Tom Gewecke <Tom_at_bluesky.org> wrote:
|http://tools.ietf.org/html/rfc1641
|
|which I think indicates that utf-16 is the correct interpretation. \
I read this as UTF-16BE:
This character set is encoded as sequences of octets, two per
16-bit character, with the most significant octet first. Text
with an odd number of octets is ill-formed.
Rationale. ISO/IEC 10646-1:1993(E) specifies that when
characters in the UCS-2 form are serialized as octets, that the
most significant octet appear first.
|Does anyone know whether charset="unicode" is at all normal these days?
If you ask me -- at the minimum over the wire this is and ever was
a terroristic charset. Just my one cent.
--:)
attached mail follows:
Recently when troubleshooting an email problem for a Mac user, I came across an email with Content-Type charset="unicode". I had not seen this before. OS X Mail was reading it as Chinese text instead of Latin.

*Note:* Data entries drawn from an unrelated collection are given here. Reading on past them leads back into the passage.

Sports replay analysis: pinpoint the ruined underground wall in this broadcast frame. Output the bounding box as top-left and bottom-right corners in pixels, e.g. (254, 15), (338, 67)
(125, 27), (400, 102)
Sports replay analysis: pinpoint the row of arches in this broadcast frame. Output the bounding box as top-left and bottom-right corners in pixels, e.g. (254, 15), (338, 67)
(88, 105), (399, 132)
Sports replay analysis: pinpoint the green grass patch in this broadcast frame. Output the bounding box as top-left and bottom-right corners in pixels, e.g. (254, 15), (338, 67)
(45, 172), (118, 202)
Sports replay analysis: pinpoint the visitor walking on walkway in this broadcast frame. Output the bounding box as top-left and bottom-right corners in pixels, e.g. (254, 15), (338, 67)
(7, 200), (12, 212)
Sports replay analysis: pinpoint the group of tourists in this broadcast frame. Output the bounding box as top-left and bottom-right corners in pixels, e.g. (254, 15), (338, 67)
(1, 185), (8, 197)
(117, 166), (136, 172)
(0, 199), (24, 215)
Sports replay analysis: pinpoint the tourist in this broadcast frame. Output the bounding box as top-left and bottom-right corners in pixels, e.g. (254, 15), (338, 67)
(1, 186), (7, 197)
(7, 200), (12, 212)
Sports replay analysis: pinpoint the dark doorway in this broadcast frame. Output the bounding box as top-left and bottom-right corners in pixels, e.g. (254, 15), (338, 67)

I did find something like this on the IANA list and understand there is an RFC from 1994 that provides info about it:
http://tools.ietf.org/html/rfc1641
which I think indicates that utf-16 is the correct interpretation. However Mail seems to get the bytes backwards, so 0061 a gets read as 6100 愀.
Does anyone know whether charset="unicode" is at all normal these days?